How's this for home improvement: a hand-held electronic device you simply wave against a wall to locate studs, plumbing and electrical wiring. Such a tool could be on the market next year, thanks to radar technology developed by Tom McEwan, an electronics engineer at the Lawrence Livermore National Laboratory.

The Livermore, Calif., lab has licensed the technology to Zircon Inc., a Campbell, Calif.-based producer of electronic hand tools. Zircon is working on a prototype of the device, which would sell for less than $100 in do-it-yourself retail outlets.

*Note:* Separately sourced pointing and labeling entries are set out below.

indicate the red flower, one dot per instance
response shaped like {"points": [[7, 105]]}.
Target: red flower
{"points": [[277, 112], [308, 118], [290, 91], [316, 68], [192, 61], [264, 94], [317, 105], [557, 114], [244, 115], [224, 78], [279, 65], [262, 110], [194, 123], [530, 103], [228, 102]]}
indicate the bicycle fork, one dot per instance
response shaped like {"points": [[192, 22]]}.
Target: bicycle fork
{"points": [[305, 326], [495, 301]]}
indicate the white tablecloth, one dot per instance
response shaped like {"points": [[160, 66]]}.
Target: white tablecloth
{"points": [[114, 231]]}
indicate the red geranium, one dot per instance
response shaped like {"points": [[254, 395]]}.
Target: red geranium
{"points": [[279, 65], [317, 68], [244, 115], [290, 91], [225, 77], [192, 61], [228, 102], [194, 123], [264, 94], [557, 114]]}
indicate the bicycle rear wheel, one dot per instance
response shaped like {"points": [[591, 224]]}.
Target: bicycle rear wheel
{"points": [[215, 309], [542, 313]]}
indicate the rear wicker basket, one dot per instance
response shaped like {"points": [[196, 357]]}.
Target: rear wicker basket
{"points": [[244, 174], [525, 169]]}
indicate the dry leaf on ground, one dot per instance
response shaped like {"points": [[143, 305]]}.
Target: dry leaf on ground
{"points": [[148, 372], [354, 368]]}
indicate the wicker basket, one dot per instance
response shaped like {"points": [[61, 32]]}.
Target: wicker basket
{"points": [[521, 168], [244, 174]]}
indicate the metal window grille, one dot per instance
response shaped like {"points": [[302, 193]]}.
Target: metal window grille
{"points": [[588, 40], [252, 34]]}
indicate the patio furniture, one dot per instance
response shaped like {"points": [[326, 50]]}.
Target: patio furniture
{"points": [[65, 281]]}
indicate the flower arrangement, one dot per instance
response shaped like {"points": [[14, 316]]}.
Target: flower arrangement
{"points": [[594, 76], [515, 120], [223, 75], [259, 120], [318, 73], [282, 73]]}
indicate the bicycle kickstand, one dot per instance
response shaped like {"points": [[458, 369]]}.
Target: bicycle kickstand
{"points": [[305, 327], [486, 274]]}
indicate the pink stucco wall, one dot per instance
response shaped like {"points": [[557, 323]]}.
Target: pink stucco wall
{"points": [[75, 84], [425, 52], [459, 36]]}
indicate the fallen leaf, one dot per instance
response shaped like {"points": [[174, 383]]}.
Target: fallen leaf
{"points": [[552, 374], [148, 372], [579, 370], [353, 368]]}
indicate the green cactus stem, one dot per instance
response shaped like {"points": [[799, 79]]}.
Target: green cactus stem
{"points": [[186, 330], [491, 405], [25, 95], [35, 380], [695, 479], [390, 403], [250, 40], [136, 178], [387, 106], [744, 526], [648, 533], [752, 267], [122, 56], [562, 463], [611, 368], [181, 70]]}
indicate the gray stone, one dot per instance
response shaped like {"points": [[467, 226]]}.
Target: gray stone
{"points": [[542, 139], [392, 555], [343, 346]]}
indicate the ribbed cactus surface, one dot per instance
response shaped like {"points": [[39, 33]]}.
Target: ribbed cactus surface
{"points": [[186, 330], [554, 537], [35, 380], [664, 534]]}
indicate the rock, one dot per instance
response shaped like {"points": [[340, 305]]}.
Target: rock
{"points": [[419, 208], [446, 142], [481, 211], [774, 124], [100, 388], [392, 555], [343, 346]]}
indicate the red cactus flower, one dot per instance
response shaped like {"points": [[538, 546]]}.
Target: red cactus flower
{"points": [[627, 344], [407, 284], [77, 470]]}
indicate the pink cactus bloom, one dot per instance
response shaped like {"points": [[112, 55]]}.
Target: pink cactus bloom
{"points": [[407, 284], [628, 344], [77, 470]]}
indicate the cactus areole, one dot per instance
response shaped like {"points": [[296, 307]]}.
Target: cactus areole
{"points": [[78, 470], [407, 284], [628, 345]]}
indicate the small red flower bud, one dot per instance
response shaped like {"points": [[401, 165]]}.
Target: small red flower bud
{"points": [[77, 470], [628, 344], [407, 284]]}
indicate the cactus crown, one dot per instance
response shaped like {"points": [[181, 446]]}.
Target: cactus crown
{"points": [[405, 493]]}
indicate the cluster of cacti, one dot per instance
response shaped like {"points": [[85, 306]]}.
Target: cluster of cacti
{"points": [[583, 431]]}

At the heart of the device is its ability to send out extremely fast electrical pulses--more than 1 million per second--that can travel about 20 feet through a wall. The pulses bounce off of any object behind the wall, such as a wooden stud or metal pipe, and "echo" back to the tool, displaying them on a small screen attached to the tool.

It's a variation on standard radar, in which microwaves are used to detect aircraft and other objects over vast distances.

McEwan, who formerly worked with radar at Northrop Corp.'s defense electronics group, said the idea for the hand-held device stems from Lawrence Livermore's weapons research. The lab had developed ways of measuring similar high-speed electrical pulses that would come from detonating nuclear weapons, he said.

The device could have many other applications besides finding studs, McEwan said. Two examples: Someone installing solar heating devices on top of a house, or laying carpet in the living room, could use the tool to easily find the joists underlying either the roof or the floor.

The battery-powered tool's electrical pulses are invisible and safe, having a radiation-emission level 1 million times lower than a cellular telephone's, McEwan said. Zircon isn't the only one trying to exploit McEwan's idea. Amerigon Inc. of Burbank licensed the technology from Lawrence Livermore with an eye toward placing radar-emitting devices on the exterior of cars, so drivers could be warned of any other vehicles--or people--behind them.